Well this is not as clear, because the mandate does not elaborate any further. The new guidelines on neighbourhoods lack specificity. They do not say what a neighbourhood is, what size it should be, what population it should cover, or how it should align with existing ICB or PCN structures. While the official line is that this is to leave freedom for local teams to develop the model that will work best locally, it would be a huge surprise if the 10 year plan once it arrives does not fill in at least some of these blanks.
The neighbourhood guidelines do, however, make a couple of relevant things clear for general practice. The aim of neighbourhoods (at least in the short term) is to both reduce the pressure on acute hospitals and to help with the immediate financial challenges systems are facing. This means no new investment has (so far) been identified for them, and (one can’t help feeling) that they are therefore being set up to fail (Joe McManners eloquently explains in this episode of the podcast why neighbourhoods need to be seen as a long term investment in reducing growth in activity rather than a mechanism for reducing activity in the short term).
The relationship between neighbourhoods and general practice is also noteworthy. General practice is not portrayed as a co-creator of neighbourhoods but rather as a recipient of them. One of the initial six “core components” of neighbourhoods is “modern general practice”, as something for neighbourhoods to implement. General practice appears more as a target of neighbourhood activity than as something they will be an integral part of.
This is further reinforced by the fact that it is ICBs and local authorities that are asked to jointly plan a neighbourhood health and care model for their local population. There is a requirement for, “a mechanism for joint senior leadership such as a joint neighbourhood health taskforce in each place”.
It could even be that neighbourhoods end up being tasked with the role of tackling unwarranted variation in access between practices. They could potentially then end up being the performance managers of practices and take on a much more directive relationship than we have been expecting. There is a hint of this in the mandate which states, “improving primary care is essential to support a move to a neighbourhood service”.
PCNs, meanwhile, are conspicuous by their absence. At this point it seems highly unlikely PCNs will evolve into neighbourhoods, but rather that they will exist within them (and be subservient to them). Where PCN and neighbourhood boundaries do not align I don’t think it will even be a question when it comes to which one will have to change.
All this points to “reform” of general practice being high on the agenda. We don’t yet know what the reference to improving financial flows for general practice means from the Mandate.

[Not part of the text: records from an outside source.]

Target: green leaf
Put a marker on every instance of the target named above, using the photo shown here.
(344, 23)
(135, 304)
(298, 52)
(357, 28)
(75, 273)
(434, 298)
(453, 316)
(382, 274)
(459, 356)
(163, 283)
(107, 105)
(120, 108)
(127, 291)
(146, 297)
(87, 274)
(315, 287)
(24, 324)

We don’t yet know what the relationship between practices, PCNs and neighbourhoods will be. There is, however, quite significant room in what has been said in these documents for big changes to be proposed, but we will only get more clarity on these once next year’s contract and the 10 year plan have been published.
If there is one actionable take away for general practice from these documents, it is this: make sure you are as involved as you can be in the development of neighbourhoods locally. Make sure that general practice is on the “joint neighbourhood health taskforce” or whatever it is called locally. Freedom exists for local areas to determine the final nature of neighbourhoods, so it is crucial that general practice is around the table shaping how this should be. This will be the best (and maybe only) way of mitigating the potential negative impacts of whatever the final guidance ends up being, and once local plans are made it will most likely be too late to do anything about them.